Local control and vertebral compression fractures following stereotactic body radiotherapy for spine metastases

Yurday Ozdemir; Nese Torun; Ozan Cem Guler; Berna Akkus Yildirim; Ali A Besen; Aylin Gunesli Yetisken; H Cem Onal; Erkan Topkan

doi:10.1016/j.jbo.2019.100218

Local control and vertebral compression fractures following stereotactic body radiotherapy for spine metastases

J Bone Oncol. 2019 Jan 24:15:100218. doi: 10.1016/j.jbo.2019.100218. eCollection 2019 Apr.

Authors

Yurday Ozdemir¹, Nese Torun², Ozan Cem Guler¹, Berna Akkus Yildirim¹, Ali A Besen³, Aylin Gunesli Yetisken⁴, H Cem Onal¹, Erkan Topkan¹

Affiliations

¹ Department of Radiation Oncology, Baskent University Medical Faculty, Kisla Saglik Yerleskesi, 01120 Adana, Turkey.
² Department of Nuclear Medicine, Baskent University Medical Faculty, Adana, Turkey.
³ Department of Medical Oncology, Baskent University Medical Faculty, Adana, Turkey.
⁴ Department of Radiology, Baskent University Medical Faculty, Adana, Turkey.

Abstract

Purpose: We aimed to retrospectively assess the incidence of vertebral compression fractures (VCF), examine clinicopathologic factors potentially associated with VCF, and evaluate treatment response in patients who received stereotactic body radiotherapy (SBRT) for spine metastases (spMets).

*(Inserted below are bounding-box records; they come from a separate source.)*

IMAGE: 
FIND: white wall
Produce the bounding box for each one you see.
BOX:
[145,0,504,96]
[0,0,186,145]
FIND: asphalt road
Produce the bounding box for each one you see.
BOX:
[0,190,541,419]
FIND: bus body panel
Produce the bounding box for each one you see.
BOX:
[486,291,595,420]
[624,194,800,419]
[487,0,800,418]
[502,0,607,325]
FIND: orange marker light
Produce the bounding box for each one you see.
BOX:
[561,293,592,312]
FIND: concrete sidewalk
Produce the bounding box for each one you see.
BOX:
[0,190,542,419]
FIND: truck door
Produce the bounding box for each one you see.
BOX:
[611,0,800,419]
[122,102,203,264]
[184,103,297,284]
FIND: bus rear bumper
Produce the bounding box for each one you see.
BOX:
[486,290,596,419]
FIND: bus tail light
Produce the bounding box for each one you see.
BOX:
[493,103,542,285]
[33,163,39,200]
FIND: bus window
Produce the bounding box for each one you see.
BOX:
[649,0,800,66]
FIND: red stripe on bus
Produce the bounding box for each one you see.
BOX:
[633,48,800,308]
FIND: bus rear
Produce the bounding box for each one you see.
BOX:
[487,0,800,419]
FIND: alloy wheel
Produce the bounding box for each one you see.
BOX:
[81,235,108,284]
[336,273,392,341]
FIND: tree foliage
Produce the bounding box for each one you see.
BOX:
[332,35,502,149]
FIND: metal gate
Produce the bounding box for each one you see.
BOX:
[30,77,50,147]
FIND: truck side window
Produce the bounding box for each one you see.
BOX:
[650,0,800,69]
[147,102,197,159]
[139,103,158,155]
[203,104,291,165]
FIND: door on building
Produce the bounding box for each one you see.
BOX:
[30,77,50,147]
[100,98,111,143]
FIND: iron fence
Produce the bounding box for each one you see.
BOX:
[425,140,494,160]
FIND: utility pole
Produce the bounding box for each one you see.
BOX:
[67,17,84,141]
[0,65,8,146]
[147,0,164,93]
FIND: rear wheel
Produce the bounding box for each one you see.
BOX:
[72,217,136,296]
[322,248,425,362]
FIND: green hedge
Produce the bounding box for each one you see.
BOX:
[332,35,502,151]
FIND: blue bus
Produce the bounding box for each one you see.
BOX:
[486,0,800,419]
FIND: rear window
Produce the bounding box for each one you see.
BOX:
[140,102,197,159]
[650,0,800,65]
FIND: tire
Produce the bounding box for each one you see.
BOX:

Methods and materials: We identified 78 patients with 125 spMets at baseline and subsequent assessments. Patients received SBRT doses of 16 or 18 Gy. Patients with pre-existing VCF and co-existing local progression were excluded. Spine instability neoplastic score (SINS) was used for spMets categorization. Response to SBRT and VCF were assessed according to the Positron Emission tomography Response Criteria In Solid Tumors (PERCIST) and Genant scores, respectively. Kaplan-Meier analyses were used to assess local control of disease and vertebral compression fracture-free survival (FFS).

Results: We treated 103 cases with single spMets and 11 cases involving double spMets with SBRT. Progressive disease was reported in 3.2% and 8.2% of the cases in the first and last PET/CT reports, respectively. The distribution of treatment response in the remaining patients was: complete response in 30.6% of patients, partial response in 47.1% of patients, and stable disease in 22.3% of patients in the first PET/CT; complete response in 62.3% of patients, partial response in 16.7% of patients, and stable disease in 21% of patients at the last monitoring. Local failures were observed in 15 (12%) of cases. Median SINS was 5 (range: 1-13); majority of patients in our cohort (70.4%) were categorized as stable according to SINS, five (4%) patients had Grade 3 VCF at a median time of 16 months after SBRT (range: 2-22 months), and 60% of VCF occurred after an interval of at least 12 months after SBRT. No bisphosphonate usage was significantly associated with VCF (r = -0.204; p = 0.022). Median FFS was 21 months. Univariate analyses indicated that female gender (p < 0.001), bisphosphonate use (p = 0.005), >6 months of bisphosphonates use (p = 0.002), and the lowest vertebral body collapse score (p = 0.023) were associated with higher FFS. Female gender (p = 0.007), >6 months of bisphosphonates usage (p = 0.018), and the lowest vertebral body collapse score (p = 0.044) retained independent significance.

Conclusions: This study demonstrated that spine SBRT with doses of 16-18 Gy promises good local control of disease with acceptable VCF rates. Lowest vertebral body collapse score, female gender, and >6 months of bisphosphonate use were significantly associated with longer FFS.

Keywords: Bisphosphonate; FFS, vertebral compression fracture-free survival; PERCIST, Positron Emission tomography Response Criteria in Solid Tumors; PET/CT; PSMA, prostate-specific membrane antigen; SBRT; SBRT, stereotactic body radiotherapy; SINS, spine instability neoplastic score; SUL, lean body mass SUV; SUV, standardized uptake values; Spine metastases; VCF, vertebral compression fractures; Vertebral compression fracture; spMets, spine metastases.